Response 3: Thank you for this comment. We consulted with the team in Burundi, who double checked the patient files. These patients had been initiated based on suspicion of RR-TB which was not confirmed by Xpert; one based on category II failure, one based on a confirmed MDR-TB- contact and no clinical improvement on TB-treatment. The phenotypic DST results for these patients delayed, and were missing in the database. These were however retrieved by the team and showed rifampicin and isoniazid resistance, and susceptibility to kanamycin and fluoroquinolones.
Lines 139-140 read: “217 (96.4%) were included based on a positive Xpert MTB/RIF, eight (3.6%) based on phenotypic DST-results only.”

4. As it is a pulmonary TB study, it is recommended to report on the presence of cavities in the chest x-ray to estimate the disease severity (Table 3).

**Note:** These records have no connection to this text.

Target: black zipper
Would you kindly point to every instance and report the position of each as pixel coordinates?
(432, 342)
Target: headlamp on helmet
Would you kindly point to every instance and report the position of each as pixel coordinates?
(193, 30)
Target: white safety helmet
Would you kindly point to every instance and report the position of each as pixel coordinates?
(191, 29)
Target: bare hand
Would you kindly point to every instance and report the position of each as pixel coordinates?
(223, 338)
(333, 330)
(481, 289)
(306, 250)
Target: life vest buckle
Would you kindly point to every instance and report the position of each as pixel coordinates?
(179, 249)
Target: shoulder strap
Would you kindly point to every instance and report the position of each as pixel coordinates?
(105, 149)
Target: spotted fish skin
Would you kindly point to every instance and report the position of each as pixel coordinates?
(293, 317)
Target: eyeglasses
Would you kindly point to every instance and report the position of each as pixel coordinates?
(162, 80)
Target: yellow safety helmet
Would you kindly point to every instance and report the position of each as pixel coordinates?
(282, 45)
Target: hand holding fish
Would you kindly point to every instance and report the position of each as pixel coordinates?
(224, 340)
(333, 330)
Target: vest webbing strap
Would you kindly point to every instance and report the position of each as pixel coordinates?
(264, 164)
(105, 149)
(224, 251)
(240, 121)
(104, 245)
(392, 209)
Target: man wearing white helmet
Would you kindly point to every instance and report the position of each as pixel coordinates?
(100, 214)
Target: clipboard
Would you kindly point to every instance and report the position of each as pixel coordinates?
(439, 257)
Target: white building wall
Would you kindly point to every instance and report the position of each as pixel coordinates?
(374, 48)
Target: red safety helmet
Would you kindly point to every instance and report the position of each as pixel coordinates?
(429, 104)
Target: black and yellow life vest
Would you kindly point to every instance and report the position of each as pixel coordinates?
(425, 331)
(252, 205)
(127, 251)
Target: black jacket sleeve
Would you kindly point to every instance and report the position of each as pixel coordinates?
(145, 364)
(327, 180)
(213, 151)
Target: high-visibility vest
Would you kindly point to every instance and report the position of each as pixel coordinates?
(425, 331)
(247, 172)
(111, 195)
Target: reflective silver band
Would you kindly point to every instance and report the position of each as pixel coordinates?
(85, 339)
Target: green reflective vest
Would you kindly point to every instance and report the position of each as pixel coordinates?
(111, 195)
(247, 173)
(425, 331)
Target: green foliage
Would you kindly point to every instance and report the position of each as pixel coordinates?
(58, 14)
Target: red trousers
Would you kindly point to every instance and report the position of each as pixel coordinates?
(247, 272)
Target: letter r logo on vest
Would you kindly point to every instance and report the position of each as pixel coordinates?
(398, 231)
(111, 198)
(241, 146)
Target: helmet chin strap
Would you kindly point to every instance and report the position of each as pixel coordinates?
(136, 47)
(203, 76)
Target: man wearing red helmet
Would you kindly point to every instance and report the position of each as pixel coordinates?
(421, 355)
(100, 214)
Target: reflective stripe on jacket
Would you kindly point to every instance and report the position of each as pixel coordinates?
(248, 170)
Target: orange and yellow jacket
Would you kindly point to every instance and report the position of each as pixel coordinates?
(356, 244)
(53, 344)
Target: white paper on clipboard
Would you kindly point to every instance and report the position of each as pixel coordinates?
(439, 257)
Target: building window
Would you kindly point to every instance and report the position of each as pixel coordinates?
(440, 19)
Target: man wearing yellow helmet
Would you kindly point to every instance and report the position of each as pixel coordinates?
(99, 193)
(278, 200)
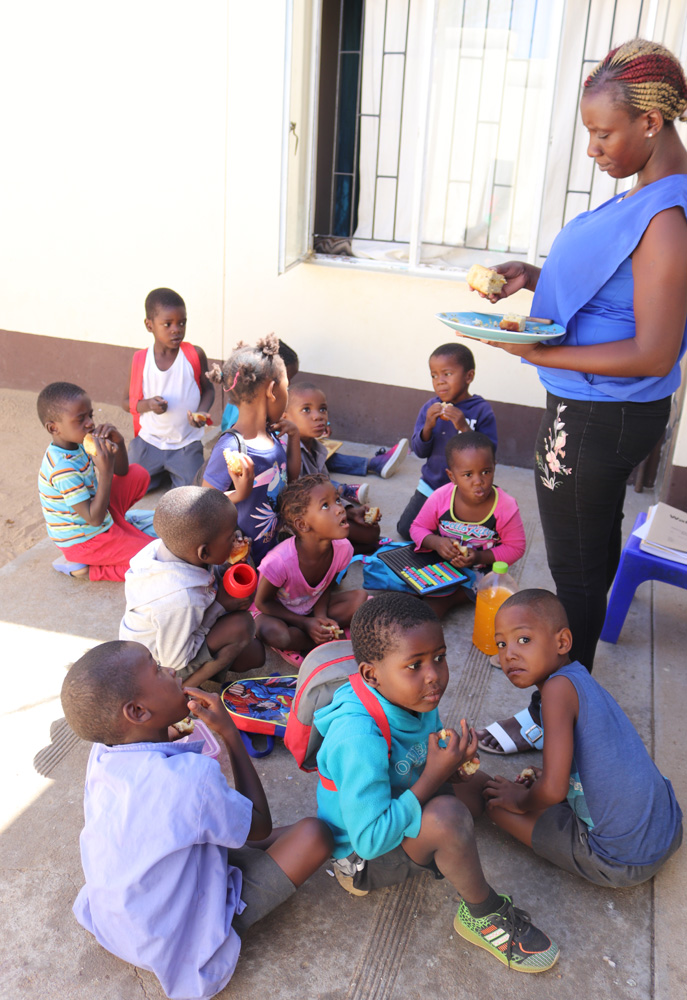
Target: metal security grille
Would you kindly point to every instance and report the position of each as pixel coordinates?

Response 4: Thank you for this relevant comment. Indeed, it would be ideal to be able to present information on lung cavities. Unfortunately, there were no radiologists or pneumologists at the treatment centres to be able to interpret the chest X-ray, so we do not have information on lung cavities. However, we do have information on the number of lobes affected.
We have added a phrase in the characteristics at initiation.
Lines 144-146: “Among patients with an X-ray result, 59 (30.4%) showed one affected lobe only, 80 (41.2%) two or three lobes affected, and 55 (28.4%) four or more lobes affected.”

5. Table 3. The sum of the details in the item "Aspartate aminotransferase" is not 225 (191+24+2+3+4 = 224).

Response 5: This has been corrected.

Author Response File: Author Response.pdf

Round 2

Reviewer 2 Report

Thank you for accepting my opinion.
And, I hope that the quality of this paper will be improved by accepting my opinion.